Di antara anggota Perpustakaan Daerah Kabupaten Y yang kartunya aktif sepanjang Januari sampai Juni, berapa rata-rata jumlah kunjungan per anggota per bulan pada tiga bulan sebelum jam buka diperpanjang, dibandingkan dengan tiga bulan sesudahnya?

Besaran: jumlah kunjungan per anggota per bulan. Unit: anggota. Populasi: anggota berkartu aktif di perpustakaan itu, Januari sampai Juni. Pembanding: tiga bulan sebelum melawan tiga bulan sesudah.
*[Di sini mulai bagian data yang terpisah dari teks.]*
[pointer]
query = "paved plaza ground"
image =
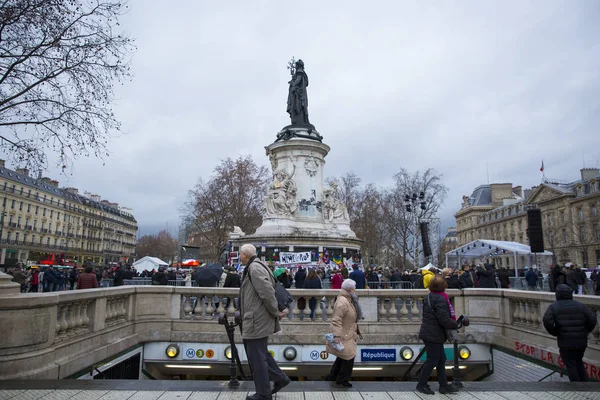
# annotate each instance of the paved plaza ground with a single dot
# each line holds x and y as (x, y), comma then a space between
(214, 390)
Langkah 3 — Tulis lapisannya, termasuk yang tersingkir

  • Populasi: seluruh anggota berkartu aktif pada Januari–Juni.
  • Kerangka sampel: basis data keanggotaan per 1 Juli, ditambah catatan pemindai kartu periode yang sama.
  • Sampel: seluruh anggota dalam kerangka (bukan sebagian), karena datanya sudah terekam mesin.
  • Yang tersingkir: (a) pengunjung bukan anggota — pelajar yang menumpang belajar tanpa kartu; mereka bisa jadi justru kelompok yang paling tertarik pada jam malam, dan mereka berada di luar populasi, jadi kesimpulan tidak boleh menyebut “pengunjung” secara umum; (b) anggota yang kartunya kedaluwarsa tetapi tetap datang dan memakai kartu orang lain; (c) anggota yang datang tanpa memindai kartu ketika petugas sedang sibuk.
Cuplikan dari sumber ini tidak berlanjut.